R: According to your suggestions, we added and discussed the role of vitamin K in the paragraph “anticalcifying agents” in the section natural compounds (lines 278-284).

 

  • Table 1 needs to be reformulated. The table should list instead the complete Calcifying culture media conditions and detail which specific cell type or system was referred in the study. In its present form the information in the table can became incorrect and misleading.

 

R: We have reformulated Table 1 according to your suggestions to clarify the composition of calcifying media and the cell type used.

 

  • The figures have been modified and added the information that you have suggested.

We hope you consider our work adequate, and the manuscript is publishable in this form.

Round 2

Reviewer 2 Report

Dear authors

The revised version of the manuscript already tries to reflect some important information in this field that was previously missing.
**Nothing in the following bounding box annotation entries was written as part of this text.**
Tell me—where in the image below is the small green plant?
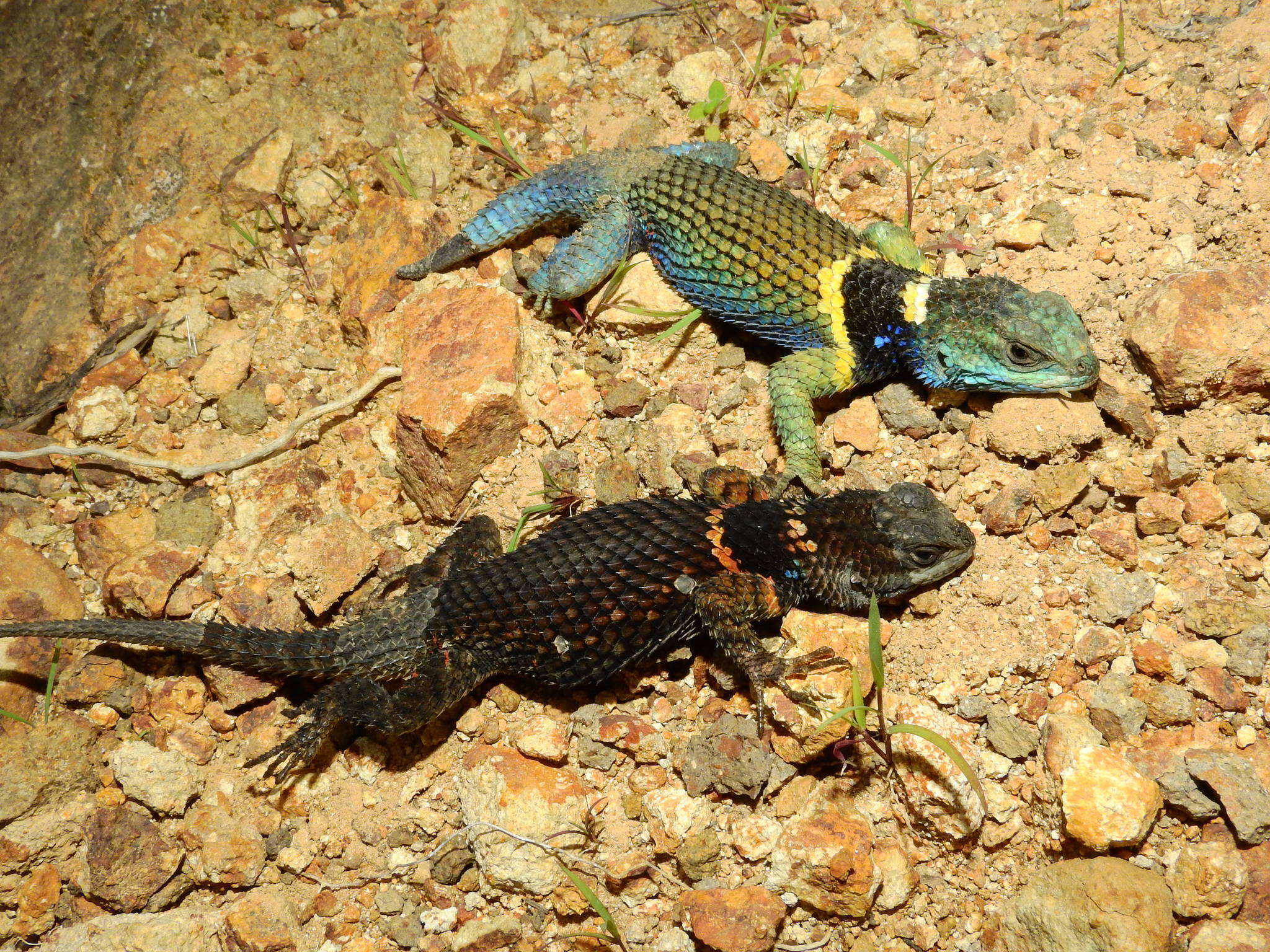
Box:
[380,146,419,202]
[590,255,701,340]
[817,598,988,811]
[688,80,732,142]
[794,142,828,198]
[556,854,626,950]
[507,464,582,552]
[423,99,533,179]
[1108,2,1129,86]
[861,127,964,230]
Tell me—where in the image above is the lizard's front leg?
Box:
[692,573,847,733]
[767,344,856,494]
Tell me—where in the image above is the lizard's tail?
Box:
[396,155,607,281]
[0,597,434,678]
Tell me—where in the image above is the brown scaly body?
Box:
[0,469,974,774]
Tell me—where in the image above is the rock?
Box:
[1032,464,1090,515]
[455,745,589,898]
[1213,459,1270,519]
[982,478,1034,536]
[396,287,526,519]
[748,138,787,182]
[221,130,295,206]
[874,382,940,439]
[79,806,184,913]
[224,889,300,952]
[987,395,1106,459]
[401,127,455,192]
[514,715,571,764]
[987,857,1173,952]
[177,800,265,888]
[286,515,383,614]
[665,50,732,105]
[680,886,785,952]
[857,22,921,80]
[1133,493,1185,536]
[1085,569,1156,625]
[1177,480,1229,526]
[984,711,1040,760]
[768,779,881,918]
[190,332,255,400]
[1186,750,1270,845]
[1126,264,1270,408]
[74,506,156,581]
[1225,91,1270,155]
[1093,364,1160,443]
[12,863,62,942]
[674,713,772,797]
[66,383,136,439]
[1165,842,1248,919]
[155,490,221,549]
[432,0,530,93]
[102,542,203,618]
[1090,674,1147,744]
[43,909,224,952]
[0,716,102,825]
[824,396,881,453]
[0,532,84,622]
[1186,920,1270,952]
[451,915,522,952]
[1186,666,1251,711]
[1062,747,1163,852]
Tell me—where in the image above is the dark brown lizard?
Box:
[0,467,974,775]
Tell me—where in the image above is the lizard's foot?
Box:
[246,694,335,779]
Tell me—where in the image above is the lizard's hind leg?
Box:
[246,655,489,777]
[526,200,635,310]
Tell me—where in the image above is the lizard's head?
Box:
[806,482,974,608]
[905,276,1099,394]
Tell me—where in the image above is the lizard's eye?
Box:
[1006,340,1046,367]
[908,546,944,569]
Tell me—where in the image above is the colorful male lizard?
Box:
[397,142,1099,491]
[0,467,974,774]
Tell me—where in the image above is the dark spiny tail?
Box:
[0,589,435,678]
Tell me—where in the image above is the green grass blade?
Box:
[869,596,887,694]
[859,138,904,169]
[851,668,868,730]
[653,307,701,342]
[887,723,988,813]
[556,855,626,948]
[812,705,877,734]
[45,638,62,723]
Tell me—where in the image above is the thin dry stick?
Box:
[0,367,401,480]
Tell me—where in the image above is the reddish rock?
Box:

Nevertheless, regarding the role of EVs and calcifying protein particles in VSNCs calcification the research included is still quite incomplete and missing important information recently published in this area of research that highlight the prominent role of EVs secreted by VSMS in the dynamics/regulation of VC. namely. Roles and Regulation of Extracellular Vesicles in Cardiovascular Mineral Metabolism. Front. Cardiovasc. Med. 2018, 5, 187; Initiation and Propagation of Vascular Calcification Is Regulated by a Concert of Platelet- and Smooth Muscle Cell-Derived Extracellular Vesicles. Front. Cardiovasc. Med. 2018, 5, 36; Chronic Kidney Disease Circulating Calciprotein Particles and Extracellular Vesicles Promote Vascular Calcification: A Role for GRP (Gla-Rich Protein). Arterioscler Thromb Vasc Biol. 2018;38(3):575.

The information should be included to better address the interest of the readers in this field.

Author Response

Dear reviewer,

Thank you for the valuable comments that have greatly improved the quality of our manuscript. We have studied with particular attention the review article that you have mentioned (“Roles and Regulation of Extracellular Vesicles in Cardiovascular Mineral Metabolism”), where we found many interesting articles that allowed us to add new information regarding the prominent role of EVs in the VC process.

Our reviews are listed below:

  • Section “Extracellular vesicles and particles and VSMC cultures”: we added two paragraphs from line 217 to line 227, and from line 271 to line 279.
  • Section “References”: we added the new following 6 references: 44-48, 62.

We hope you consider our work adequate, and that the manuscript is publishable in this form.